Pfeiffer countered that Thune’s old firm, Arent Fox, had the Pharmaceutical Research and Manufacturers of America as one of its biggest clients, contending Thune indirectly benefited from the work of other lobbyists at the firm. The Daschle campaign also circulated old news stories about Thune’s 527, South Dakotans for Responsible Government, which spent $22,000 in soft money in the first three months of 2003.

Amid questions of whether he could use the money to promote his own issues and then eventually run against Daschle, Thune closed the organization, which raised almost all of its funds from a Thune lobbying client.

Questioning Thune’s attempts to “rap himself in South Dakota values,” Pfeiffer said, “In fact, he’s the one who made himself quite wealthy by lobbying for a Washington, D.C. firm.”

An aviation lobbyist since the 1980s, Linda Daschle later served as an administrator for the Federal Aviation Administration in the 1990s. Since joining Baker Donelson after leaving the FAA, Daschle has stipulated on her lobbying forms that she voluntarily does not lobby the Senate.

Senate rules do not require Linda Daschle to do this, and numerous spouses and children of Senators and House Members continue to lobby those bodies as well as their relative-Member. Catherine Stevens, wife of Senate Appropriations Chairman Ted Stevens (R-Alaska), for example, has done Appropriations lobbying in recent years. Another big-time aviation lobbyist is Rebecca Cox, head of government affairs for Continental Airlines and wife of House Homeland Security Chairman Christopher Cox (R-Calif.).

Senate Minority Whip Harry Reid (D-Nev.), whose sons and son-in-law have lobbied his office but are now forbidden from talking to his aides, has proposed new regulations that would establish limits on what family members are allowed to do in lobbying activities. Reid, vice chairman of the Ethics Committee, has not gotten anywhere with his proposal, which he offered to Ethics Chairman George Voinovich (R-Ohio) 10 months ago.

In the past 18 months for which records are available, Linda Daschle’s clients have paid her firm $2.1 million for the services of her and a handful of other lobbyists she works with. Her 2003 tax returns, which Daschle’s campaign gave to local media, show the firm paid her $750,000 last year.

By placing additional restraints on her work, Daschle’s campaign insists that Linda Daschle goes above and beyond what is required by law. They argue that her work stands in sharp contrast to Thune, who continued to lobby this year while campaigning against Daschle. Shortly after losing by 524 votes to Sen.

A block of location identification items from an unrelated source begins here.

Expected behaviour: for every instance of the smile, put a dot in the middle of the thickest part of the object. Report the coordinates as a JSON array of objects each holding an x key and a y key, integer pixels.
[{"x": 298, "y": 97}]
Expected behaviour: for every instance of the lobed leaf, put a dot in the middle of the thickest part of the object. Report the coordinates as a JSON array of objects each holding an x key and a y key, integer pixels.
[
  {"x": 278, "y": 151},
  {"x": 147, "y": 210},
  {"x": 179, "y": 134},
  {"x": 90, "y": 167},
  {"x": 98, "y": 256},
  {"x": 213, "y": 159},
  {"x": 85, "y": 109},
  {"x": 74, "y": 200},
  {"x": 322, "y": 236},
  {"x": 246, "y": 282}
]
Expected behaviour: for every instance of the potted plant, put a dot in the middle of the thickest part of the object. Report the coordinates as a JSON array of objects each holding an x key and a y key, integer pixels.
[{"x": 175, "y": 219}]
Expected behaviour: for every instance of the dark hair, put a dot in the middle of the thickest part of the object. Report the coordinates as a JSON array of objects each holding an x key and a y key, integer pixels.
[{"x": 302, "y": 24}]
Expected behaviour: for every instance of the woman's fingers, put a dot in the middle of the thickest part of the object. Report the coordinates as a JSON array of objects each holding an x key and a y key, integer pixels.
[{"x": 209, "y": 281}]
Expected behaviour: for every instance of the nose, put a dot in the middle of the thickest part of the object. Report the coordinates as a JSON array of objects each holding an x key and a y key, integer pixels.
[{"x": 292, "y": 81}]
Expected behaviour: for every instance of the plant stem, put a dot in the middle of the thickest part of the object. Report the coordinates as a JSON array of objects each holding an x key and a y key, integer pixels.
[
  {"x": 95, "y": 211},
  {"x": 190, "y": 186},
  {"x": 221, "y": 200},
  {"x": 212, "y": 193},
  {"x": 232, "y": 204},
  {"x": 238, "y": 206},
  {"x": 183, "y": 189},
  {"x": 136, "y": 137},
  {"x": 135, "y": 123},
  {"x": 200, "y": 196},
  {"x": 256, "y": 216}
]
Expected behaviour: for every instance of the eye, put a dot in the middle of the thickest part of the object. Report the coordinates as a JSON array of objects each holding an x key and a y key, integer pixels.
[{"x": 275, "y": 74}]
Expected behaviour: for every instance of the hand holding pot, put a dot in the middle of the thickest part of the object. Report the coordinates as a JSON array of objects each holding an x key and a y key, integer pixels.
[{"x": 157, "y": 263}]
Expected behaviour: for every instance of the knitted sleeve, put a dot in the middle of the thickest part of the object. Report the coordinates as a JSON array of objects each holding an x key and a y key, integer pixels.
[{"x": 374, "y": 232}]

Tim Johnson (D-S.D.) in 2002, Thune set up the Thune Group out of his Sioux Falls home and also opened up shop with Arent Fox in Washington.

In 2003, Senate records show, he brought in $440,000 from his clients. He stopped his work with Arent Fox at the end of 2003, just as he decided to enter the race against Daschle, but kept three clients for the Thune Group.

In the first six months of 2004, while running full time for the Senate, Thune collected $120,000 from those clients — one of which, BPI Technology, gave $20,000 to Thune’s 527 in 2003.

Two freshman Republican Senators are among those who worked for law firms that lobbied government agencies as they were campaigning for office or preparing to mount their campaign. Sen. Norm Coleman (R-Minn.) held a position with a St. Paul, Minn., law firm until July 2002, a few months before Election Day, according to the financial disclosure form he filed in May 2003.

He earned more than $160,000 in little more than a year with the firm.

Sen. Jim Talent (R-Mo.) stopped working with his firm — Arent Fox, the same firm whose D.C. office employed Thune — at the end of 2001, receiving $242,403 for that year.